Bahkan sembari berseloroh, Haikal menyebut pertarungan politik yang keras di internal Nahdliyin sudah hal biasa, tidak perlu dianggap berlebihan.
Misalnya juga berlaku pada Pilgub Jatim 2018, saat dua tokoh NU yakni Khofifah dan Saifullah Yusuf atau Gus Ipul menjadi calon.
Pertarungan tidak sampai memecah belah umat.
"Jadi sudah biasa keras di luar tapi lunak di dalam," ucapnya.
Ketua Ansor Jatim Musaffa Safril menilai, perbedaan pilihan politik pada warga Nahdliyin merupakan hal lumrah.
Apalagi NU dikenal sangat luwes dan memiliki prinsip moderat.
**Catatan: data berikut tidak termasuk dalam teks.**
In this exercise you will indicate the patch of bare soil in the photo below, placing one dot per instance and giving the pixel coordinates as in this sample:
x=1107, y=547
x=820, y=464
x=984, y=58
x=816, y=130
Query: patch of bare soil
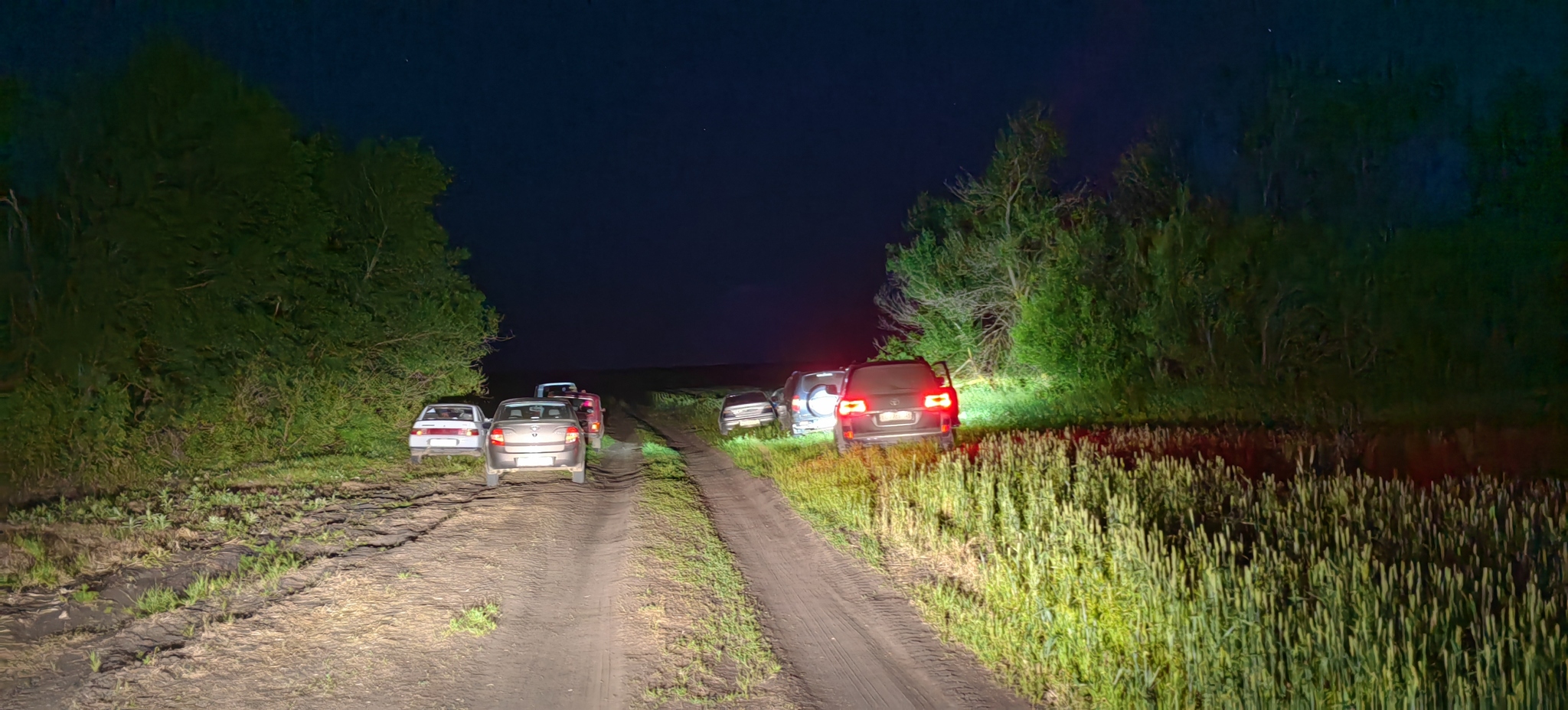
x=544, y=551
x=842, y=629
x=52, y=644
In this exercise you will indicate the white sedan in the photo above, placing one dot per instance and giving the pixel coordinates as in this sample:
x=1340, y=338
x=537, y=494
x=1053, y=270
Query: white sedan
x=447, y=430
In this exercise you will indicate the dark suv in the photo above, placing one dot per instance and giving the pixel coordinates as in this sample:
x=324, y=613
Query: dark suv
x=811, y=400
x=897, y=402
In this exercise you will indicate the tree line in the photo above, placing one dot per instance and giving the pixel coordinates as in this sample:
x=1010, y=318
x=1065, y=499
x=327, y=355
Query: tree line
x=191, y=281
x=1376, y=246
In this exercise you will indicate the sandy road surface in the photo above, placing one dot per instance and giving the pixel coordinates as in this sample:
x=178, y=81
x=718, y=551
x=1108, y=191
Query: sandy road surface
x=838, y=626
x=570, y=568
x=549, y=552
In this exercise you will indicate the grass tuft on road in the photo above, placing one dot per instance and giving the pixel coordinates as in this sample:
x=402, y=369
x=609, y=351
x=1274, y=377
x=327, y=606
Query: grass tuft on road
x=714, y=644
x=475, y=621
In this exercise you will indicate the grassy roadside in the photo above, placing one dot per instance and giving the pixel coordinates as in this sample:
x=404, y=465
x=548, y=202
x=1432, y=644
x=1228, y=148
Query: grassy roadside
x=60, y=542
x=712, y=643
x=1096, y=574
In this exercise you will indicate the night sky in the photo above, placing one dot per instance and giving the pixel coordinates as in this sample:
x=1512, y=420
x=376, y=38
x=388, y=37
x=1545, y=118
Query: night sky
x=715, y=182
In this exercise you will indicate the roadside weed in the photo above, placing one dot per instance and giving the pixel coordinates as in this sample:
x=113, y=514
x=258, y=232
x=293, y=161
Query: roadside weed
x=475, y=620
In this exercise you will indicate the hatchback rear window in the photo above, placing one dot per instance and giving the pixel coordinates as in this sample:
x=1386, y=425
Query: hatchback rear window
x=532, y=411
x=885, y=379
x=811, y=381
x=456, y=414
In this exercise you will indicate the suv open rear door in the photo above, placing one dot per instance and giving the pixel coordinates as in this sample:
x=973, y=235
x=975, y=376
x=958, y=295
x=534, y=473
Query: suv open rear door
x=948, y=386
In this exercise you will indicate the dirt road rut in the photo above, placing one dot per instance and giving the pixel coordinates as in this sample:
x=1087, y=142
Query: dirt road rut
x=841, y=627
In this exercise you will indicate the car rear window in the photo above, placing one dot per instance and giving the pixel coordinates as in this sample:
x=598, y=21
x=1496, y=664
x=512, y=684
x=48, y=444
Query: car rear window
x=459, y=414
x=885, y=379
x=534, y=411
x=811, y=381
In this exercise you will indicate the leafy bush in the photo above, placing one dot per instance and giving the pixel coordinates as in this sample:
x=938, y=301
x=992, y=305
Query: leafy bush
x=191, y=282
x=1312, y=288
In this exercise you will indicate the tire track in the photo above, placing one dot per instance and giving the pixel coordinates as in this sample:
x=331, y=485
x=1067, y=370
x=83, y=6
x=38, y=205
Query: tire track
x=841, y=627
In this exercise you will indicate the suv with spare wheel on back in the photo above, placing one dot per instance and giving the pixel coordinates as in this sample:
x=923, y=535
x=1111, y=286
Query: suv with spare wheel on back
x=812, y=399
x=897, y=402
x=590, y=409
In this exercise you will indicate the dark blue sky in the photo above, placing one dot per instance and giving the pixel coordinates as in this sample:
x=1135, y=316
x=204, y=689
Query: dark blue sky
x=717, y=181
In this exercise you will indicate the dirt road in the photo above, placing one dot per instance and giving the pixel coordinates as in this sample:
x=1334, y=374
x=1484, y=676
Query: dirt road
x=842, y=629
x=598, y=608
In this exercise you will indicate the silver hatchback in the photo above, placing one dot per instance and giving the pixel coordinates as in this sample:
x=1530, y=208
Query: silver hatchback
x=535, y=435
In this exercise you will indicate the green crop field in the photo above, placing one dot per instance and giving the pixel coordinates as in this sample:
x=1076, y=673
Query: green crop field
x=1090, y=574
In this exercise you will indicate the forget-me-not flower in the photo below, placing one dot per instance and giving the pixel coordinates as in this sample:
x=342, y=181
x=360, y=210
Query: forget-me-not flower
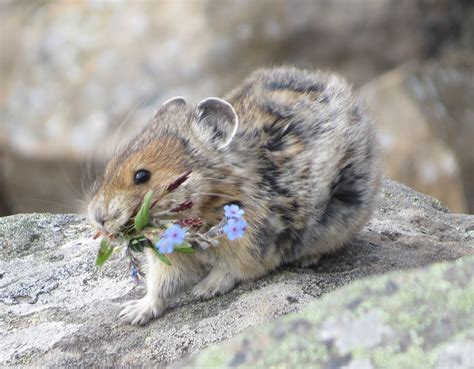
x=235, y=228
x=233, y=211
x=174, y=235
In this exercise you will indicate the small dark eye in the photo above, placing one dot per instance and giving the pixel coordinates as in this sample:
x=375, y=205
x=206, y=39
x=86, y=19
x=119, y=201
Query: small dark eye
x=141, y=176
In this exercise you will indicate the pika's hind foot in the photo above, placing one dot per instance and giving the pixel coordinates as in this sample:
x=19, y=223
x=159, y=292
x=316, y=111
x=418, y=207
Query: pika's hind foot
x=216, y=283
x=140, y=312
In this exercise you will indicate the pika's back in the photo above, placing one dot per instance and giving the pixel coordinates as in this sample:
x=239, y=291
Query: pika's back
x=312, y=151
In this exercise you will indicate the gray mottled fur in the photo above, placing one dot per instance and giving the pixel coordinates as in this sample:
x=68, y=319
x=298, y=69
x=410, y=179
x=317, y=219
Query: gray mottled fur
x=303, y=164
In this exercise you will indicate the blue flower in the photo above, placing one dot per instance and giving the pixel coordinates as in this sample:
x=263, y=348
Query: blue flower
x=174, y=235
x=233, y=211
x=235, y=228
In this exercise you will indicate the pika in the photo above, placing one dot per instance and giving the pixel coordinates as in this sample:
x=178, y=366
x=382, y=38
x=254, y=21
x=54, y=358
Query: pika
x=294, y=149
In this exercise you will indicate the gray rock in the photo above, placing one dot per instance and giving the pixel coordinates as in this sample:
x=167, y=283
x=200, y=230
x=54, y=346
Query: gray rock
x=57, y=309
x=416, y=319
x=425, y=117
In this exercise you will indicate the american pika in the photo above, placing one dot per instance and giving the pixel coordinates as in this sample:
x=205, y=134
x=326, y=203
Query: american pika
x=294, y=148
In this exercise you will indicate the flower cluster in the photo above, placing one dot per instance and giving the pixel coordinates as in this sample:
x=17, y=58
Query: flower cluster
x=234, y=228
x=165, y=236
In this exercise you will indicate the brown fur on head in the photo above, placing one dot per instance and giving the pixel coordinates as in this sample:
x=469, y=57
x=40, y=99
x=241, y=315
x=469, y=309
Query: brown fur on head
x=165, y=150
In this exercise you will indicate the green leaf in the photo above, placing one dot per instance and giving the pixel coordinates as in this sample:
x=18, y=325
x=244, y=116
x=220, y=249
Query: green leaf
x=184, y=248
x=104, y=253
x=141, y=219
x=162, y=257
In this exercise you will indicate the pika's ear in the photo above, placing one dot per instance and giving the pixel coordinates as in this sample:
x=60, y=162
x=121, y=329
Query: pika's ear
x=170, y=105
x=216, y=122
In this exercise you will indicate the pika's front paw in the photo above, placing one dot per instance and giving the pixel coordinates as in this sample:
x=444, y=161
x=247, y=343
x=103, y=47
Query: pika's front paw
x=140, y=312
x=216, y=283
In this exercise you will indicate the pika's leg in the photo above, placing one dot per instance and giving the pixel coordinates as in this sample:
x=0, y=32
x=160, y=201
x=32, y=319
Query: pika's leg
x=163, y=282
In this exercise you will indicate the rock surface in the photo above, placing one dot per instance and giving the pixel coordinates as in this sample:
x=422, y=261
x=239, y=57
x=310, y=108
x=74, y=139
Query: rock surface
x=417, y=319
x=425, y=117
x=57, y=309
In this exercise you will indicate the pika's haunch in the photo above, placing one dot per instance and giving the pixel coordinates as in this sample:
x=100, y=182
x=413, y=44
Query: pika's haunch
x=295, y=149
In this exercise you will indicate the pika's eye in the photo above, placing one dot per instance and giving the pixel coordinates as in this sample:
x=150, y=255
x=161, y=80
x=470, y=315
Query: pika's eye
x=141, y=176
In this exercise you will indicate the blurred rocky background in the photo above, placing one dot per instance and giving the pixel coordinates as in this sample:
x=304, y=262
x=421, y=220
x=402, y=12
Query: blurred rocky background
x=80, y=77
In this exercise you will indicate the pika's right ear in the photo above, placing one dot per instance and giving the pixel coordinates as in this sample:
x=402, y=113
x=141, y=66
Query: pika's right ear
x=172, y=104
x=216, y=122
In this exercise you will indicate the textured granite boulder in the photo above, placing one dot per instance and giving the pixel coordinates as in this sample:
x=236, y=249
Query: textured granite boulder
x=416, y=319
x=57, y=309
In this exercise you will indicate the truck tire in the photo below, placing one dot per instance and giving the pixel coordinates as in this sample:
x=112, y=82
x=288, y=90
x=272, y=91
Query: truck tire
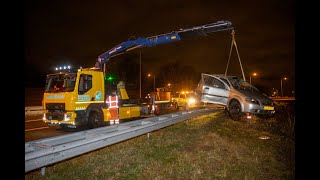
x=235, y=109
x=95, y=119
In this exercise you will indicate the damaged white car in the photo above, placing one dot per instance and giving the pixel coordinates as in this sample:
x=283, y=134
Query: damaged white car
x=238, y=96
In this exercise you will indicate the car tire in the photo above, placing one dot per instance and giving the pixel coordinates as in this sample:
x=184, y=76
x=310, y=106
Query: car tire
x=235, y=110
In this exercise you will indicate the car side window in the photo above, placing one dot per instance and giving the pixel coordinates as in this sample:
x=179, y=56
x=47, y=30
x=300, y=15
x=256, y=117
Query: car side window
x=225, y=81
x=218, y=84
x=85, y=83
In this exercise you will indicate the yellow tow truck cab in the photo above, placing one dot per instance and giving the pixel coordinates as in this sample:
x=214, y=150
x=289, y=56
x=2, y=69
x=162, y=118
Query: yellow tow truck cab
x=85, y=97
x=184, y=99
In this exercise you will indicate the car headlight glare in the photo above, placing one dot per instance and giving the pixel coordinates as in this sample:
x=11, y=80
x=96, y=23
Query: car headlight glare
x=252, y=100
x=67, y=117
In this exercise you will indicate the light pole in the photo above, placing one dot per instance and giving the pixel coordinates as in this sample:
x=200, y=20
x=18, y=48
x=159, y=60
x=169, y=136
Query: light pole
x=281, y=85
x=254, y=74
x=154, y=83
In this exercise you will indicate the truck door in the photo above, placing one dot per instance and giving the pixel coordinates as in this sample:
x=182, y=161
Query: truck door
x=214, y=90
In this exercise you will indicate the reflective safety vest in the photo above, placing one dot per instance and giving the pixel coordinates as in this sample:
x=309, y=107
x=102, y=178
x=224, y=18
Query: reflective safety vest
x=112, y=102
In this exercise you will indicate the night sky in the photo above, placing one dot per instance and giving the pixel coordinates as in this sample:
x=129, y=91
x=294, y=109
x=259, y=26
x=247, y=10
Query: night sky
x=77, y=32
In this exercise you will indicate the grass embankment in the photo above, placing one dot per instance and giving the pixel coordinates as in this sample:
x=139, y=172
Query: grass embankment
x=206, y=147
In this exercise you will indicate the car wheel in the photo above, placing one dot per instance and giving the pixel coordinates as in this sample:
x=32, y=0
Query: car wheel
x=235, y=110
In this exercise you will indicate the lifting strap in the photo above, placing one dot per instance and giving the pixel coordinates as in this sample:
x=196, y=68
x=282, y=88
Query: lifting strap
x=233, y=42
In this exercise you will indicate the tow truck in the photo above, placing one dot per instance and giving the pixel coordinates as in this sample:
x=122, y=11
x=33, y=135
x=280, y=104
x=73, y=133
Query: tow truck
x=83, y=96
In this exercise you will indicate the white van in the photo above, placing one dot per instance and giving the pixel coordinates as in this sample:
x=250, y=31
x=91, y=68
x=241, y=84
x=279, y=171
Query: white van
x=238, y=96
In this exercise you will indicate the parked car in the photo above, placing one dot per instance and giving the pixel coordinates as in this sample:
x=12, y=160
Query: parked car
x=238, y=96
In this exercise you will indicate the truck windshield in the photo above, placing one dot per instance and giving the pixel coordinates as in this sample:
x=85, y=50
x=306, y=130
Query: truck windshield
x=60, y=82
x=239, y=83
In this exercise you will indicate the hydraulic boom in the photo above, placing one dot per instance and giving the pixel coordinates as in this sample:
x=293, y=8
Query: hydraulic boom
x=163, y=38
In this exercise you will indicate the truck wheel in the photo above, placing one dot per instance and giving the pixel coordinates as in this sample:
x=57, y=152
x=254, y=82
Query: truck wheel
x=235, y=110
x=95, y=120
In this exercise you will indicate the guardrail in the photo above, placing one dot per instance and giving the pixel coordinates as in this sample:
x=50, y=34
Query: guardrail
x=43, y=152
x=33, y=110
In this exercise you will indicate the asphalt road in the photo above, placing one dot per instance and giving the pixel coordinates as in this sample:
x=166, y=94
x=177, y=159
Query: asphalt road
x=35, y=128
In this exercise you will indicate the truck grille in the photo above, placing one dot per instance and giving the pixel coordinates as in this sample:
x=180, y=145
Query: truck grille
x=55, y=106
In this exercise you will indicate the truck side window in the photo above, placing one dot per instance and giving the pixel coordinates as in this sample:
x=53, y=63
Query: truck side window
x=85, y=83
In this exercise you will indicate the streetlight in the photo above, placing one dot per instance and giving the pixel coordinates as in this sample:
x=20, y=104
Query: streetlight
x=154, y=83
x=254, y=74
x=281, y=85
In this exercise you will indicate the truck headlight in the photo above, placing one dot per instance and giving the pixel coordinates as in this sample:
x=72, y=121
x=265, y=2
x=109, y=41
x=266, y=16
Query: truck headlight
x=191, y=100
x=251, y=100
x=67, y=117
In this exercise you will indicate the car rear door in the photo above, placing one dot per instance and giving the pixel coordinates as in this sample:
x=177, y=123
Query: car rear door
x=214, y=90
Bisa masuk ke berbagai lini dan kelompok politik. Sehingga perbedaan politik tidak bisa dipungkiri.
"Jadi bukan sesuatu yang aneh," ujar Safril.
Terlepas dari konteks pertarungan, Ansor Jatim memandang pilkada merupakan agenda strategis untuk memastikan pembangunan daerah, setidaknya untuk lima tahun mendatang.
"Sehingga ini menjadi penting untuk kita bersama memastikan suksesnya pilkada. Seluruh pihak harus memberikan sumbangsih," ucap Safril.
Ketua PW Muslimat NU Jatim, Nyai Hj Masruroh Wahid bersyukur karena tiga paslon pilgub masing-masing merupakan Nahdliyin. Sehingga mewarnai kontestasi saat ini.
Baginya hal itu lumrah, sebab NU lahir dan identik dengan Jawa Timur.
"Jadi saya senang berarti NU sangat luar biasa di Jawa Timur. Luar biasanya lagi semua calon gubernur perempuan," ucapnya.
Nyai Masruroh memandang perbedaan dalam politik sebagai hal yang lumrah. Termasuk perbedaan pilihan politik warga Nahdliyin sekalipun.
Nyai Masruroh turut meyakini Pilgub Jatim 2024 tidak akan menimbulkan gesekan. Apalagi ini diikuti tiga pasangan calon, bukan pertarungan head to head.
"Hari ini saya yakin tidak akan keras seperti pertarungan 2018," ungkapnya.